An Ace is an Ace regardless of skill. Two Aces beat one Ace every time! I have not played cards for years, perhaps even decades. When I was small, I remember my parents playing cards. And during my growing up years, I played some cards. That probably was more prevalent in the pre-technology days. Most folks I know today would rather be on their cell phone checking Twitter or playing electronic games than they would sit at a table with three or four others to play a game of cards.
And yet, the saying goes on in our lives. I often hear people tell me or some other person, “You have to play the hand dealt you.” That saying takes on metaphorical meaning to comprehend and articulate people’s fate in life. It applies to all sorts of situations in our lives. To offer that statement about our situation is to make a statement about the destiny of something. “You have to play the hand dealt you,” means, in effect, that is your destiny. You can’t change the facts.
Once upon a time, I played a great deal of basketball. I dreamed of being six feet four inches or something like that. I wanted to be tall enough to dunk the ball impressively. I imagined how good I actually would be if I could only grow a few more inches to reach my desired height. But as my friends would say, “You have to play the hand dealt you.” In fact, I would never make six feet. That was normal, but I wanted more. I felt it was much harder to be great at basketball if I were not six feet four inches. The hand dealt me apparently doomed me to average when it came to basketball performance.
I began to think about this statement. Indeed, there is an element of destiny to it. If I am playing cards, I have to play the ones in my hand. There are many facts in our lives---they are the cards we are dealt.
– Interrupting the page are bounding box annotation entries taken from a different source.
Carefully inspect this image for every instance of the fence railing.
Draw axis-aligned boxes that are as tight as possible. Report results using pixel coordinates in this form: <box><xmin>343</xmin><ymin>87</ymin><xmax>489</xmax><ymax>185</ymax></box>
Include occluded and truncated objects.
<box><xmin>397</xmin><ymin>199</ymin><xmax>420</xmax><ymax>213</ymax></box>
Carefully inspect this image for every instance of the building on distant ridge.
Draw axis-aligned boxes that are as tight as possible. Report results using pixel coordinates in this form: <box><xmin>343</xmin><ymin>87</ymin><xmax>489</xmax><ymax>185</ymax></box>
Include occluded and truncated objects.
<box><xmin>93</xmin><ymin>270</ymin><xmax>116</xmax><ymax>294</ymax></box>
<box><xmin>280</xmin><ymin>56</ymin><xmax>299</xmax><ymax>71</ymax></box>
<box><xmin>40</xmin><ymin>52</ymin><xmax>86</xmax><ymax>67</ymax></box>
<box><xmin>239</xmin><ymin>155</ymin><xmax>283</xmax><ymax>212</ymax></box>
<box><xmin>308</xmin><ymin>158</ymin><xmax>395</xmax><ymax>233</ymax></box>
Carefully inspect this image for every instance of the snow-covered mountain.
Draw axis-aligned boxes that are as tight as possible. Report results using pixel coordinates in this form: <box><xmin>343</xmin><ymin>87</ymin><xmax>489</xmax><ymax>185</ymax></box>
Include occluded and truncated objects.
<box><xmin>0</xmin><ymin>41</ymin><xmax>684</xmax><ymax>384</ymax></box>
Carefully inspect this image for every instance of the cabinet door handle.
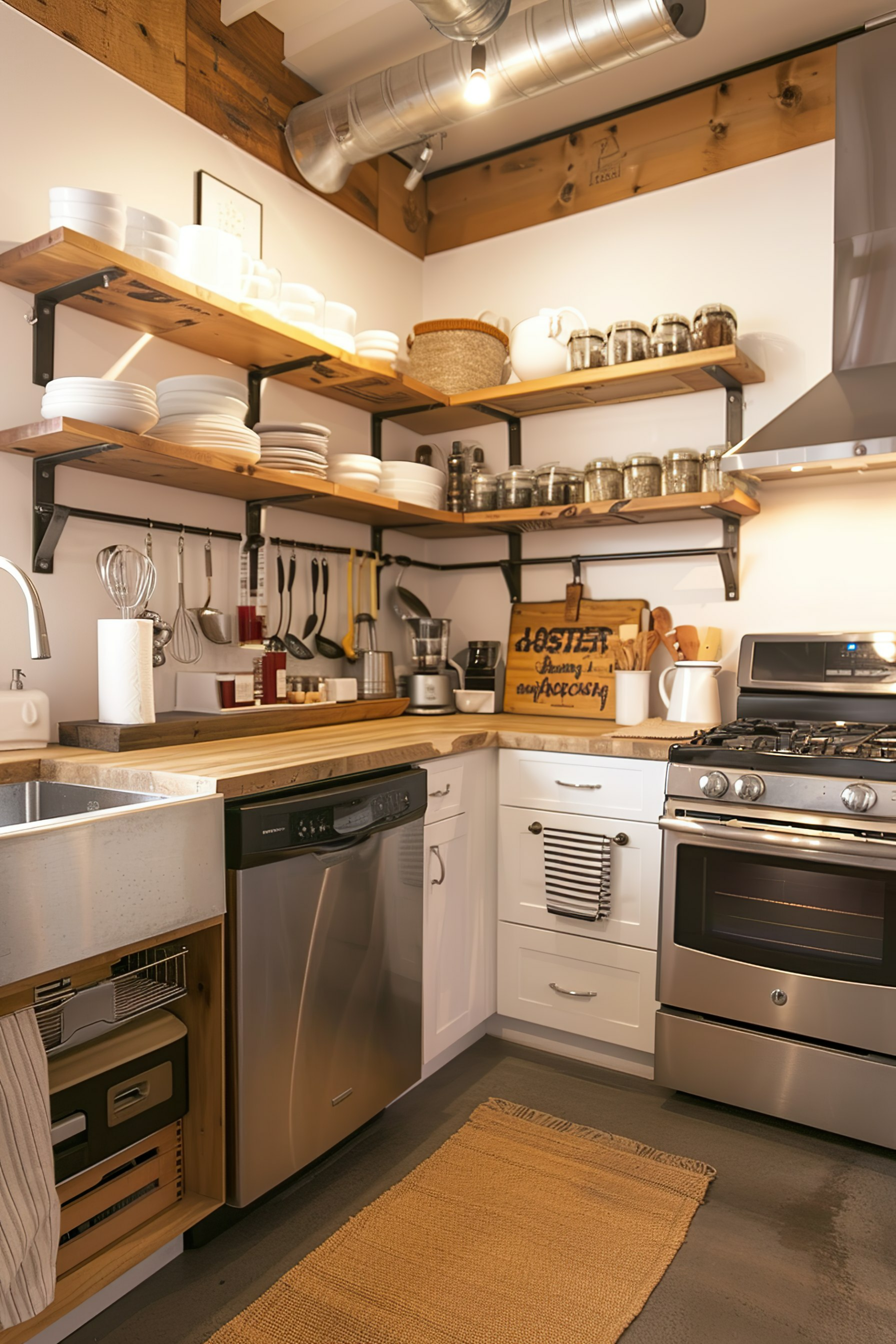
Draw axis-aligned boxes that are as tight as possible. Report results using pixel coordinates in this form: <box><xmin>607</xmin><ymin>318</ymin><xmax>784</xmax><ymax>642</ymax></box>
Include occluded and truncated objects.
<box><xmin>550</xmin><ymin>981</ymin><xmax>598</xmax><ymax>999</ymax></box>
<box><xmin>430</xmin><ymin>844</ymin><xmax>445</xmax><ymax>887</ymax></box>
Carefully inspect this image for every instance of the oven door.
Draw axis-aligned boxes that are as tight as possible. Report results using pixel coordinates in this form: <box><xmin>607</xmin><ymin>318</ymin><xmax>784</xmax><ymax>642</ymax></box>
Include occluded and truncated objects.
<box><xmin>657</xmin><ymin>805</ymin><xmax>896</xmax><ymax>1055</ymax></box>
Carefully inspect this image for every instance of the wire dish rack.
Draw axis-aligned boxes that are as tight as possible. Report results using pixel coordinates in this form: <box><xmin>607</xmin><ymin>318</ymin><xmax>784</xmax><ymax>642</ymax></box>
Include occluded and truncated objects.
<box><xmin>35</xmin><ymin>943</ymin><xmax>187</xmax><ymax>1055</ymax></box>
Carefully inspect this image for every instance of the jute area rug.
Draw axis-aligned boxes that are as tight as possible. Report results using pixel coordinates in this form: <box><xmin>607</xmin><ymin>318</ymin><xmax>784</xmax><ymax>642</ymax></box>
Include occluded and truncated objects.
<box><xmin>209</xmin><ymin>1098</ymin><xmax>715</xmax><ymax>1344</ymax></box>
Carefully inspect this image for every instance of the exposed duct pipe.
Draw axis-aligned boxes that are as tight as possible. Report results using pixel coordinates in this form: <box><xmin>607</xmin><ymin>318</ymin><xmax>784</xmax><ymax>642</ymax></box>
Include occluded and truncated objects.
<box><xmin>413</xmin><ymin>0</ymin><xmax>511</xmax><ymax>41</ymax></box>
<box><xmin>286</xmin><ymin>0</ymin><xmax>707</xmax><ymax>194</ymax></box>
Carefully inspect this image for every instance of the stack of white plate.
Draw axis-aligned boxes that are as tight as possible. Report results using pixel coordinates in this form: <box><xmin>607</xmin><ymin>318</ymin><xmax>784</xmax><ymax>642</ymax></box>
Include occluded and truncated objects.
<box><xmin>50</xmin><ymin>187</ymin><xmax>128</xmax><ymax>249</ymax></box>
<box><xmin>355</xmin><ymin>331</ymin><xmax>399</xmax><ymax>364</ymax></box>
<box><xmin>326</xmin><ymin>453</ymin><xmax>383</xmax><ymax>495</ymax></box>
<box><xmin>40</xmin><ymin>377</ymin><xmax>159</xmax><ymax>434</ymax></box>
<box><xmin>380</xmin><ymin>463</ymin><xmax>445</xmax><ymax>508</ymax></box>
<box><xmin>255</xmin><ymin>422</ymin><xmax>331</xmax><ymax>481</ymax></box>
<box><xmin>125</xmin><ymin>206</ymin><xmax>180</xmax><ymax>270</ymax></box>
<box><xmin>153</xmin><ymin>374</ymin><xmax>260</xmax><ymax>463</ymax></box>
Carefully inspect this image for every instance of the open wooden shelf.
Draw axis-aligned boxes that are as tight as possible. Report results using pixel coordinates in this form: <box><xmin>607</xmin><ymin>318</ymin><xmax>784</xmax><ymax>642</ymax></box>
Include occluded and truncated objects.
<box><xmin>0</xmin><ymin>228</ymin><xmax>766</xmax><ymax>434</ymax></box>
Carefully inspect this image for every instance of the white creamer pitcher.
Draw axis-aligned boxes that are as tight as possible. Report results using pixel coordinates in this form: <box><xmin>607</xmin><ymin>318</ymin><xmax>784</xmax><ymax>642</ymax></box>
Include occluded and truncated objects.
<box><xmin>660</xmin><ymin>662</ymin><xmax>721</xmax><ymax>724</ymax></box>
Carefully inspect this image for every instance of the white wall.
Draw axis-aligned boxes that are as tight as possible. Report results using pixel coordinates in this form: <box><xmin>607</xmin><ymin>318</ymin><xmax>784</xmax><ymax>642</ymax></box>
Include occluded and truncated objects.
<box><xmin>423</xmin><ymin>142</ymin><xmax>896</xmax><ymax>712</ymax></box>
<box><xmin>0</xmin><ymin>5</ymin><xmax>423</xmax><ymax>723</ymax></box>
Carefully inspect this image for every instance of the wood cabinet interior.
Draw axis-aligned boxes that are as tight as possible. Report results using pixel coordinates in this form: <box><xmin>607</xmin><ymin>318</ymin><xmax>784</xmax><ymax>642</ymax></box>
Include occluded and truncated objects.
<box><xmin>0</xmin><ymin>918</ymin><xmax>224</xmax><ymax>1344</ymax></box>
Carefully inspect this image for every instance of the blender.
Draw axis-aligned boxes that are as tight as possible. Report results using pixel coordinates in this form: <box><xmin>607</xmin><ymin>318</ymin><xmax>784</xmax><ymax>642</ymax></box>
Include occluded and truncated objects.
<box><xmin>403</xmin><ymin>615</ymin><xmax>454</xmax><ymax>713</ymax></box>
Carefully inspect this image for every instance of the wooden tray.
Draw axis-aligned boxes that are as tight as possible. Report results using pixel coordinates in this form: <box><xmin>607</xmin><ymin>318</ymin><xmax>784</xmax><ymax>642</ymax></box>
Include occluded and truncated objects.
<box><xmin>59</xmin><ymin>699</ymin><xmax>411</xmax><ymax>751</ymax></box>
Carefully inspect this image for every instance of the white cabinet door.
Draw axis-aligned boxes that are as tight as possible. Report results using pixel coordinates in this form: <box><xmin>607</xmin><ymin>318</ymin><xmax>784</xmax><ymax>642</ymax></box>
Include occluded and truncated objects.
<box><xmin>423</xmin><ymin>816</ymin><xmax>483</xmax><ymax>1065</ymax></box>
<box><xmin>498</xmin><ymin>806</ymin><xmax>662</xmax><ymax>949</ymax></box>
<box><xmin>498</xmin><ymin>923</ymin><xmax>657</xmax><ymax>1054</ymax></box>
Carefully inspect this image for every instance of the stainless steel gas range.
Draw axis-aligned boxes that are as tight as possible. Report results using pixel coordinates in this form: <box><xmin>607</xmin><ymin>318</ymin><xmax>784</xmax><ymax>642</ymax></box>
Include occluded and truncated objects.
<box><xmin>656</xmin><ymin>632</ymin><xmax>896</xmax><ymax>1148</ymax></box>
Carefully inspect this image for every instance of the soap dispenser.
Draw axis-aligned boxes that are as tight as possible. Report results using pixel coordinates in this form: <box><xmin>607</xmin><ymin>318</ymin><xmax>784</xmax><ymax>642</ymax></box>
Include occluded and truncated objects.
<box><xmin>0</xmin><ymin>668</ymin><xmax>50</xmax><ymax>751</ymax></box>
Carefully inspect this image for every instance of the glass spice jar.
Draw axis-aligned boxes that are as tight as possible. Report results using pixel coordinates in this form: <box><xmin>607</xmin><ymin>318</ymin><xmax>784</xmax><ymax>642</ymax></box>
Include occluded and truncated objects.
<box><xmin>662</xmin><ymin>447</ymin><xmax>702</xmax><ymax>495</ymax></box>
<box><xmin>497</xmin><ymin>466</ymin><xmax>536</xmax><ymax>508</ymax></box>
<box><xmin>466</xmin><ymin>472</ymin><xmax>498</xmax><ymax>513</ymax></box>
<box><xmin>650</xmin><ymin>313</ymin><xmax>690</xmax><ymax>359</ymax></box>
<box><xmin>584</xmin><ymin>457</ymin><xmax>622</xmax><ymax>500</ymax></box>
<box><xmin>535</xmin><ymin>463</ymin><xmax>584</xmax><ymax>504</ymax></box>
<box><xmin>622</xmin><ymin>453</ymin><xmax>662</xmax><ymax>500</ymax></box>
<box><xmin>693</xmin><ymin>304</ymin><xmax>737</xmax><ymax>350</ymax></box>
<box><xmin>607</xmin><ymin>320</ymin><xmax>650</xmax><ymax>364</ymax></box>
<box><xmin>567</xmin><ymin>327</ymin><xmax>607</xmax><ymax>370</ymax></box>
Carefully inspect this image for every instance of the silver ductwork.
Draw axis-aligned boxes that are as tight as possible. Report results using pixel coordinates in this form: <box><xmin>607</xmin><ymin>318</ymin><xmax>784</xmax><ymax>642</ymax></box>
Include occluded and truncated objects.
<box><xmin>286</xmin><ymin>0</ymin><xmax>707</xmax><ymax>195</ymax></box>
<box><xmin>411</xmin><ymin>0</ymin><xmax>511</xmax><ymax>41</ymax></box>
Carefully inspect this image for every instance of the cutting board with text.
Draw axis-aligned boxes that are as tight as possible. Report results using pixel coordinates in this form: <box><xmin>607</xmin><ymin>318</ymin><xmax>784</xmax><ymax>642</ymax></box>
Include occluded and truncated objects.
<box><xmin>504</xmin><ymin>598</ymin><xmax>648</xmax><ymax>719</ymax></box>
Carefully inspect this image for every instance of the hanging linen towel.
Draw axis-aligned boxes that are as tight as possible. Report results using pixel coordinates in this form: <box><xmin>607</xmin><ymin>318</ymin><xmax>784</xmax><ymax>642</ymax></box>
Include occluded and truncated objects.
<box><xmin>0</xmin><ymin>1008</ymin><xmax>59</xmax><ymax>1330</ymax></box>
<box><xmin>544</xmin><ymin>826</ymin><xmax>611</xmax><ymax>919</ymax></box>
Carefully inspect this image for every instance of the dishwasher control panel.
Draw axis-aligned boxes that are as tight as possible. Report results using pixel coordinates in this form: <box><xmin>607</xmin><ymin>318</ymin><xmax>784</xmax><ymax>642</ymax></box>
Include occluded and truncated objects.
<box><xmin>226</xmin><ymin>769</ymin><xmax>426</xmax><ymax>868</ymax></box>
There may come a time when we are diagnosed with cancer or a heart condition. That becomes a card we are dealt. We have to play it. Not all cards are winners. We may actually die from the cancer we have. That is a card we are dealt. I can be stoic about it. I can be mad about it. But it is the “card” I am holding.
The big difference between a literal card game and “life as a card game” is the fact that we can get up from the card table and quit. We can toss the cards we are dealt on the table and leave. There is much in life that we cannot quit. We cannot toss cancer or heart problems on the table and leave. “You have to play the hand dealt you.”
This quickly becomes a spiritual issue for me. It is spiritual because in the card game of life, I am never alone. And it is spiritual because I never have to be without hope. I may have to play the hand I am dealt, but that does not mean most of us will be losers! In fact, in the spiritual realm, we all can be winners. Let’s explore this a bit.
The good news is that destiny may be a fact, but destiny is not the same thing as predestination. Destiny is always paired with freedom. Predestination means the game is fixed. It ultimately does not matter what you think or feel, the outcome is set. On the other hand, destiny is paired with freedom. Destiny means there are some things that cannot be changed, i.e. the cards you are dealt. But you have freedom---sometimes immense freedom---to choose how to think, how to feel and how to play out the hand dealt to you.
Our freedom gives us possibilities to deal with our destiny. Again, the cancer example is helpful. Cancer is destiny; freedom is how I deal with it. I can be resigned or I can fight. Destiny does not dictate the response. I can mope and be lonely. Or I can find some joy and friends to travel the road with me. In fact, it is destiny that we all will die. We have some real freedom how we are going to travel that road!
Freedom provides me a sense for the possibility of joy. How many times we see folks who seem so much worse than we are, but they have a joy and radiance that may make our lives seem quite pedestrian. I would rather have cancer and joy than be healthy and depressed and despairing. At least, I could live!
Destiny does not mean no hope. Destiny may channel in some way the course of our lives. But destiny does not dictate how the trip will be taken. In the Spirit there is every reason to expect and hope life’s trip can be meaningful, satisfying and fulfilling. Most of us won’t be holding Aces. But the game of life in God’s Spirit is full of wild cards---like grace and compassion. With such hope, I am playing on---living on the hand I have been dealt.